Patung Dewa Wisnu, akan diletakkan di atas patung burung Garuda
Foto: Dokumentasi Pribadi

Selain patungnya yang keren, wisatawan di lokasi ini juga disuguhkan dengan pemandangan gunung kapur yang di ‘papras’ (gak tahu bahasa yang lebih enak dari ini apa) Intinya, gunung kapurnya dibentuk sedemikian rupa, jadinya seperti di kelilingi apa gitu kalau berdiri di lokasi. Selain itu, di lokasi ini juga ada mata air yang dipercayai suci dan barangsiapa yang meminta doanya supaya cepat terkabul bisa ke mata air tersebut untuk meminumnya. Menurut informasi dari penjaga setempat, mata air ini tidak habis-habis walau musim kemarau berkepanjangan. Bagi yang percaya, mungkin bisa dicoba.


Pantai Dream Land

Perjalanan kemudian dilanjutkan menuju Dream Land.
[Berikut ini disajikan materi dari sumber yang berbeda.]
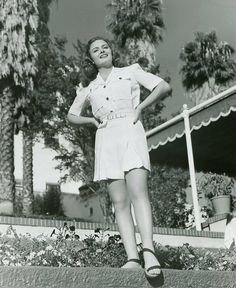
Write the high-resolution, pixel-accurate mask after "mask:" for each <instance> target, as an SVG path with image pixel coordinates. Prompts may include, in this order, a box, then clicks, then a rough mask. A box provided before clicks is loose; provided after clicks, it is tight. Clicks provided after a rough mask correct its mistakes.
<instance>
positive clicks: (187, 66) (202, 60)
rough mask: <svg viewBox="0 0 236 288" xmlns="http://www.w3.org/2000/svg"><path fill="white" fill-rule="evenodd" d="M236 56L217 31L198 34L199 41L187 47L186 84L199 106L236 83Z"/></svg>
mask: <svg viewBox="0 0 236 288" xmlns="http://www.w3.org/2000/svg"><path fill="white" fill-rule="evenodd" d="M234 52H235V50H234V48H233V47H232V46H231V45H230V44H229V43H227V42H226V41H219V40H218V38H217V35H216V32H215V31H212V32H210V33H209V34H204V33H202V32H197V33H196V34H195V39H194V40H193V41H190V42H188V43H187V44H186V45H185V46H184V47H183V49H182V51H181V53H180V59H181V60H182V61H183V62H184V63H183V66H182V68H181V69H180V73H181V74H182V83H183V86H184V87H185V88H186V90H187V91H188V92H190V94H189V95H190V97H191V98H192V100H194V101H195V103H196V104H198V103H200V102H202V101H203V100H206V99H208V98H210V97H212V96H214V95H216V94H217V93H219V92H220V91H221V90H222V89H225V88H227V87H228V86H229V84H230V82H232V80H234V79H235V76H236V62H235V61H234V59H233V57H232V56H233V54H234ZM201 94H202V95H201ZM199 98H200V99H199Z"/></svg>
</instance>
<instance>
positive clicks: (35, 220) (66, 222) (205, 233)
mask: <svg viewBox="0 0 236 288" xmlns="http://www.w3.org/2000/svg"><path fill="white" fill-rule="evenodd" d="M65 222H66V223H67V224H68V225H69V226H71V225H74V226H75V228H76V229H87V230H94V229H96V228H102V229H108V228H109V231H118V227H117V225H116V224H114V223H90V222H77V221H68V220H50V219H39V218H23V217H11V216H1V215H0V224H7V225H22V226H40V227H63V225H64V223H65ZM137 232H138V231H137ZM153 232H154V233H155V234H163V235H174V236H187V237H188V236H189V237H207V238H224V233H222V232H211V231H196V230H193V229H191V230H184V229H174V228H164V227H154V228H153Z"/></svg>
Sesampainya di pantai ini, wisatawan akan disuguhkan pemandangan pasir putih yang eksotis lengkap dengan saung-saung tempat pijat, hahaha. Ombak laut yang sangat prima di pantai ini sangat cocok bagi para pecinta surfing. Ombaknya pas mantab! Selain itu, disini wisatawan lokal akan disuguhkan pemandangan bule-bule yang sedang berjemur dengan asyiknya di tengah teriknya matahari kala itu. Pemandangan yang kontras sekali dengan Kami yang kala itu berpakaian tertutup terutama bagi kami yang berjilbab. Hahaha. Mungkin bule-bule disitu keheranan juga kali yah, orang ke pantai pakai baju kok tertutup, padahal lagi panas sepanas-panasnya. *Sambil terus istigfar*

Pantai Dream Land
Foto: Dokumentasi Pribadi


Pura Uluwatu – Kecak Dance

Astagfirullah ternyata berlanjut hingga tempat ini. Kejadian super seru paling saya rasakan pada akhir destinasi hari pertama di Bali yaitu di Uluwatu. Warning! Bagi siapa saja yang mengunjungi tempat ini waspadalah! Waspadalah! Monyet di Uluwatu super banget ganasnya. Naluri untuk nyolongnya gede banget. Jadi, kalau sesampainya disini, sebelum memasuki daerah Uluwatu, sebaiknya barang-barang seperti kacamata, topi, barang-barang yang agak bling-bling harap diselamatkan terlebih dahulu. Selain monyetnya bandel, tampilannya memang sangar sodara-sodara, makmur-makmur banget monyetnya, pintar cari makan mereka. Karena bagi siapapun yang berhasil diambil barangnya sama itu monyet, dijamin barang tidak akan kembali, kecuali pawangnya kasih makan. Intinya harus disogok dulu monyetnya biar mau ngembaliin barang yang diambil. Hehe

Balik lagi ke Uluwatu-nya. Uluwatu benar-benar eksotis. Subhanallah banget. Sesuatu pokoknya. Kalau manusia ada aja yang sombong, coba aja liat eksotisme Uluwatu, harus takjub dan merasa diri lemah atas kebesaran Tuhan. Luar biasa indah! Yang bikin seru dari perjalanan sore menanti sunset di Uluwatu selain melihat sekeliling pura adalah ketika lagi foto-in dosen pembimbing. Resenya adalah dosen pembimbing tau ada monyet ganas lagi ngincer sandal saya, tapi dia diem aja, biar saya fokus ngambil foto dia katanya. Dan jeng jeng jeng. Akhirnya, terjadilah perang antara kaki saya dan monyet, tidak tanggung-tanggung, dua monyet berebutan mau ambil sandal saya. Muka udah kepalang jelek banget, mau nangis, sandal udah dicakar-cakar pake kukunya monyet, hiks. Tapi pada akhirnya, perjuangan saya berhasil, sodara-sodara. Super… Alhamdulillah ya Allah. Sesuatu banget, bisa lolos dari dua monyet binal yang mau ambil sandal saya.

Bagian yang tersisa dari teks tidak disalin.